I neglected to report that I did get to introduce my favorite Egg to the Laws this past weekend.  They're important people with whom I have quite the history and it was probably more important to me than getting him to meet Aunts and Uncles.

The weather has taken a nose dive again.  I know it's winter and bound to happen but it is a reminder that planning for the next get together with my Egg might be a challenge.  All I can tell myself is 2 more months and we'll be getting to nicer weather on a more regular basis.  I can make 2 months, right?

Saturday, January 03, 2015

I'm behind on posting my "wrap up the year" post, but I've been busy and focused on company, so do forgive.  2014 has been a heck of a year.  I've been happier this past year than I've been in a long time.  Maybe I've just had enough good things happen in my world to heal some old wounds.

Let's see, where to start with the items of note in my world?  In 2014...
- I've continued working with the church youth group and they've truly moved me.  To be missed by teenagers!  They're fantastic young adults and I enjoy my time with them.
- Much like last year, I only had one 'first date' - but it's become something so much more.  It has transformed a long time friend, someone I've known for a long time to be a good guy, into my guy.  This is good, this is very good.
- Worthy of its own bullet but closely tied to the previous one - I've met parents that seem to truly like me.  It doesn't feel like walking on egg shells, they seem to just care if their son is happy and that I'm making an attempt to make/keep him happy and not about their own agenda.  THIS is distinctly different from others in the past.  It seems so foreign and odd, but I could definitely get use to it.
- I was fortunate enough to travel on Allure, Vision, and Quantum of the seas.  The first being the newest ship in the fleet prior to Quantum being delivered and our make up cruise for the fire sailing last year.  The second being the place where friendships changed for the better.  The last being a brand new ship, on which I was on like her 5th sailing.  I also crossed the 200 point mark with Crown and Anchor on my last night onboard!
- My dear friend Beff also found a guy who is treating her well and shows true potential.  It's twice as amazing to be blessed with love at the same time one of your best friends finds the same.
- Vixen turned 15 and looks on point to make it to 16!
- The mortgage?  She'd done.  While it's only been a couple of months, this has allowed me to start putting more away for rainy days.
- I took off 20 lbs this year (it's only one size, but it's a good thing).  There was a lot of hard work behind this, but again, I had some amazing motivation to do so.  I feel a lot better, that's for sure.
- I finished that 5k that I wanted to do before I turned 40.
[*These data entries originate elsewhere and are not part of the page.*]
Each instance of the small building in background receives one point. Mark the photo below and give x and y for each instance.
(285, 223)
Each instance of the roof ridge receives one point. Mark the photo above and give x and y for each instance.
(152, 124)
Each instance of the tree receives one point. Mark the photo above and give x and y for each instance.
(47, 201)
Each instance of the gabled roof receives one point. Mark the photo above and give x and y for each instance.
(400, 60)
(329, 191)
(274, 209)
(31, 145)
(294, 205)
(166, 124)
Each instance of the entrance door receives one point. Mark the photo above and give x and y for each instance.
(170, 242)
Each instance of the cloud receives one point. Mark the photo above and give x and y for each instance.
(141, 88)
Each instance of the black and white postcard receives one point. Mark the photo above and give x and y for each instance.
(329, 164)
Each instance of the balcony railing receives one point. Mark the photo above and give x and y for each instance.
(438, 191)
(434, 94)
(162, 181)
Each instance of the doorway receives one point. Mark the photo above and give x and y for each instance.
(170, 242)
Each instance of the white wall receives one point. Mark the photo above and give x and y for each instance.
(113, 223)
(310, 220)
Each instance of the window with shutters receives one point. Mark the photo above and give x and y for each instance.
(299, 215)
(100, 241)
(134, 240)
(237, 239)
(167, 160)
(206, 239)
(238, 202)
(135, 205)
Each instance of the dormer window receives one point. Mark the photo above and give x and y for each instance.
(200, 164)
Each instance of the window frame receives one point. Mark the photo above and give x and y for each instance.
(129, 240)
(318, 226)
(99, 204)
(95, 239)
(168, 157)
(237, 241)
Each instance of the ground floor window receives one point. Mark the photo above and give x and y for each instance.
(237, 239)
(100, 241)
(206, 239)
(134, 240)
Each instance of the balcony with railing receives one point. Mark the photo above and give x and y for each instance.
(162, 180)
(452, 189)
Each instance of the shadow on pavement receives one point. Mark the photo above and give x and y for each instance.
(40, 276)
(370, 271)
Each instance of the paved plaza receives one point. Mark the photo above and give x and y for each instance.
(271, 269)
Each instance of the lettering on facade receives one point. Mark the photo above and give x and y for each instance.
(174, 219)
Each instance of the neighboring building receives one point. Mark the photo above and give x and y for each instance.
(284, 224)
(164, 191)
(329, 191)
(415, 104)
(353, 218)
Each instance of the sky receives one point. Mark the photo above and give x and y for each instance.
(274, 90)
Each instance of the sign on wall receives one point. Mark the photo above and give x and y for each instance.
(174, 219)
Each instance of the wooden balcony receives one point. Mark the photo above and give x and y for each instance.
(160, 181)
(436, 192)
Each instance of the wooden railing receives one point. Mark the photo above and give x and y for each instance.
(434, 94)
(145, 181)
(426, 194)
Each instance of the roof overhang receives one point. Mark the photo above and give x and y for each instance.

What do I need to change in my world for 2015?
- I need to find a way to grow my skills again.  Someday I'll need to change jobs and what I've been doing will not help ensure my success there.
- I need to keep working on the weight and diet but moreso to make a permanent change, so I don't allow myself to fluctuate drastically upwards again.
- I need to eliminate irrational fears.  The sins of the (people of the) past do not apply to those in my present and I refuse to allow them to ruin any more of my days than they already did.  This is an evolution and a process, one that can never be contained by one time frame.
- I guess I'm going to need to come to terms with hitting a milestone birthday.  I know I won't be thrilled about it, but at this point I suspect I'll take it better than I did 30.